The way all this works is probably best illustrated with an example. Figure \(\PageIndex{1}\) shows a classic one, a ladder leaning against a wall. The sketch on the left shows the angles and dimensions involved, whereas the proper extended free-body diagram, showing all the forces and their points of application, is on the right.

The minimum number of forces needed to balance the system is four: the weight of the ladder (acting at the center of mass), a normal force from the ground, another normal force from the wall, and a force of static friction from the ground that prevents the ladder from slipping. In real life there should also be a force of static friction from the wall, pointing upwards (also to prevent slippage); and, of course, if there is a person on the ladder she will exert an additional force down on it (equal to her weight), applied at whatever point she is standing. I am not going to consider any of these complications, just to keep the example simple, but they could be dealt with in exactly the same way.

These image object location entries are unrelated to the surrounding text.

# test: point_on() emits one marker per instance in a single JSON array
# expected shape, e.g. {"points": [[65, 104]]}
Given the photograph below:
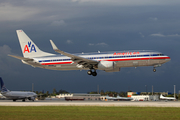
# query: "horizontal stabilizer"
{"points": [[21, 58]]}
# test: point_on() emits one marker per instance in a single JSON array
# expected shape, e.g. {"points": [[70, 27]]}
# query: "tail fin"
{"points": [[29, 49], [3, 88]]}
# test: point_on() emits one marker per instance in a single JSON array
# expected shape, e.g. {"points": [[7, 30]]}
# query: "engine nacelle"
{"points": [[106, 65], [31, 98], [79, 66], [113, 70]]}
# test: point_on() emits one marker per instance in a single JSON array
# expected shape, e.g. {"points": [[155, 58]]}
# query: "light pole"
{"points": [[174, 91]]}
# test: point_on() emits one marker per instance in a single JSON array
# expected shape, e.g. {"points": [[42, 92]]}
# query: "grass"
{"points": [[87, 113]]}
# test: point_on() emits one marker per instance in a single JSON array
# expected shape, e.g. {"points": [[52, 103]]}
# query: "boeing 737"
{"points": [[166, 98], [16, 95], [106, 61]]}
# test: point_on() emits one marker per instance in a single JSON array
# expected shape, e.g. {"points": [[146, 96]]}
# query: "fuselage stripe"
{"points": [[122, 59]]}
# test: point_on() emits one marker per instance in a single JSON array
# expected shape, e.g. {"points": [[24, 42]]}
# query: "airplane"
{"points": [[166, 98], [110, 98], [106, 61], [16, 95], [124, 98]]}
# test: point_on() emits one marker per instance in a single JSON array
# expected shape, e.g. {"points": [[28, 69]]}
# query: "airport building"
{"points": [[137, 96], [145, 97]]}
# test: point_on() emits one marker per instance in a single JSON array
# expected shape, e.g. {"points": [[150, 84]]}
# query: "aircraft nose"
{"points": [[168, 59]]}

With the convention that a vector quantity without an arrow on top represents that vector’s magnitude, the equation for the balance of the vertical forces reads

\[ F_{g l}^{N}-m g=0 \label{eq:9.29} .\]

For the horizontal forces, we have

\[ F_{w l}^{N}-F_{g l}^{s}=0 \label{eq:9.30} .\]

Then, taking torques around the point where the ladder is in contact with the ground, neither of the two forces applied at that point will contribute, and the condition that the sum of the torques equal zero becomes

\[ F_{w l}^{N} l \sin \theta-m g \frac{l}{2} \cos \theta=0 \label{eq:9.31} .\]

This is because the angle made by the force of gravity with the position vector of its point of application is \(\frac{\pi}{2}-\theta\), and \(\sin \left(\frac{\pi}{2}-\theta\right)=\cos \theta\). From the first equation we get that \(F_{g l}^{N}=m g\); from the second we get that the other normal force, \(F_{w l}^{N}=F_{g l}^{s}\). If we substitute this in (\ref{eq:9.31}), and cancel out \(l\), the length of the ladder, we get the condition

\[ F_{g l}^{s}=\frac{1}{2} m g \cot \theta \label{eq:9.32} .\]

But the force of static friction cannot exceed \(\mu_{s} F_{g l}^{N}=\mu_{s} m g\), so, setting the right-hand side of (\ref{eq:9.32}) to be lower than or equal to \(\mu_s mg\), and canceling the common factor mg, we get the condition

\[ \cot \theta \leq 2 \mu_{s}, \quad \text { or } \quad \tan \theta \geq \frac{1}{2 \mu_{s}} \label{eq:9.33} \]

for the minimum angle \(\theta\) at which we can lean the ladder before it slips and falls.

⁵A “stress” is a “distributed” force in an extended object, varying continuously from one point to another.